Meanwhile the council having broken up for the day, the king retired to
his chamber. But instead of resting and calling for refreshment, as was
his wont on such occasions, he seemed to meditate an excursion. Only
that, in deference to the prudent scruples of his council, he was
apparently going forth in strict disguise, for he unbuckled his
jewel-hilted sword, and took off his velvet doublet. Then tucking his
long hair under a fur cap, and putting on a blouse, such as was worn by
the country people, he walked out of the castle in the dark of the
winter evening, passing the sentries by giving the parole of the day.
The tide being low he walked across the "bridge," and at the town end
was accosted by a man, attired like himself, who was waiting for him
there.

"Owls be abroad," said the stranger.

"They mouse by night," answered the king.

Without further communication the two walked silently through the town,
and up the steep lane in which Mme. de Maufant had taken up her abode.
It was on a hill over-looking the town, still known by the name of "The
King's Cliff." At the back were woods and fields.

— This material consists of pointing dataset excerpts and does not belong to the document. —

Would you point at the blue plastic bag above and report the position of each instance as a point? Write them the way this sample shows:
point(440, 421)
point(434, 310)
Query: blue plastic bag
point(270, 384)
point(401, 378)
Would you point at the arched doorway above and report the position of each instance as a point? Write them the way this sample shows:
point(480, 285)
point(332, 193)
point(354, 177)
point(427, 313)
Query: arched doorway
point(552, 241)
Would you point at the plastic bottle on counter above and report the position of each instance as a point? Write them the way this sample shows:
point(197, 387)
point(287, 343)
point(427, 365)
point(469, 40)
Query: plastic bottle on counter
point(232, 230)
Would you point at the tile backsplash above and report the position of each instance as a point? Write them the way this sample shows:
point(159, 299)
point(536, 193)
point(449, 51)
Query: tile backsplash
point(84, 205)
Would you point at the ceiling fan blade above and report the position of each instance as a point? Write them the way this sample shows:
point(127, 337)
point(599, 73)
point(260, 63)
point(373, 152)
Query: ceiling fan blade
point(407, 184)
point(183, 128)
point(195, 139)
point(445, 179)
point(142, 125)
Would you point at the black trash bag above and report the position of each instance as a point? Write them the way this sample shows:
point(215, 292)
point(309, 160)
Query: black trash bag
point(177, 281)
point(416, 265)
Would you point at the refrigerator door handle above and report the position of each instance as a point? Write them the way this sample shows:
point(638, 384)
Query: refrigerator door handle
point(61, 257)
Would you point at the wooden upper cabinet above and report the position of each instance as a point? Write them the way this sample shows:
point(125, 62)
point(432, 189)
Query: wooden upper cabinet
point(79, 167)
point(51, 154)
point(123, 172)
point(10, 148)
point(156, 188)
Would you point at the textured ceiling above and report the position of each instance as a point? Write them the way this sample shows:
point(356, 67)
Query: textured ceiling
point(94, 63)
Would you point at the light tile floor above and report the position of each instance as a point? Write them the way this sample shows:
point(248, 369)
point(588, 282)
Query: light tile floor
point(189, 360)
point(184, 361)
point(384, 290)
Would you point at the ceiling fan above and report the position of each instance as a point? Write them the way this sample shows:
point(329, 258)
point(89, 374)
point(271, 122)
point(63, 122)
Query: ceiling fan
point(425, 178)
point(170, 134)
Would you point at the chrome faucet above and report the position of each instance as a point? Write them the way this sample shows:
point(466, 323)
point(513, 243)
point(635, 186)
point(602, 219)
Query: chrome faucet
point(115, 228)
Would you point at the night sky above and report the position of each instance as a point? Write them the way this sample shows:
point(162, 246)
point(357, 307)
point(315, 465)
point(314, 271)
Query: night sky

All this time Alain and the ladies of Maufant had remained in earnest
consultation. Rose was for letting matters take their course. She had
scant sympathy with those whose policy had separated her from her
husband, and who were, as she believed, plotting the betrayal of her
country, Jersey, and her Michael. In these lay all her world. That the
king should be carried off to London was nothing to her. But Marguerite
was younger and more generous. Wronged as she had been by Elliot's
insolent schemes, that account was balanced and closed by the great
audit. But she was not without a woman's romance, and the thought that a
king, young and unfortunate, was to be sold to his father's relentless
enemies and murderers, presented to her ardent mind a thing to be
prevented at all hazards.

While they were thus debating the dog was heard to bark excitedly, and
footsteps were audible in the garden behind the house.

"Mme. de Maufant," said a voice at the window, "come forth. It is I,
Pierre Benoist. I bring a message from your husband."

"Wait an instant, Benoist," answered the lady, unalarmed, "I will let
you in."

She went to the door, and gave admittance to two men in blouses. While
one conversed with Mme. de Maufant, the other advanced to her sister,
and, without taking heed of Le Gallais, addressed her in courtly tones,
holding his fur cap in his hand, his brown hair fell down upon his
shoulders.

"Fear nothing, bright pearl of Jersey," said the stranger. "A traveller
who has heard of your charms asks leave to prove them."

"Marguerite!" whispered Le Gallais on the other side, "be careful, it is
the king. I know his face. I have seen him many times in church."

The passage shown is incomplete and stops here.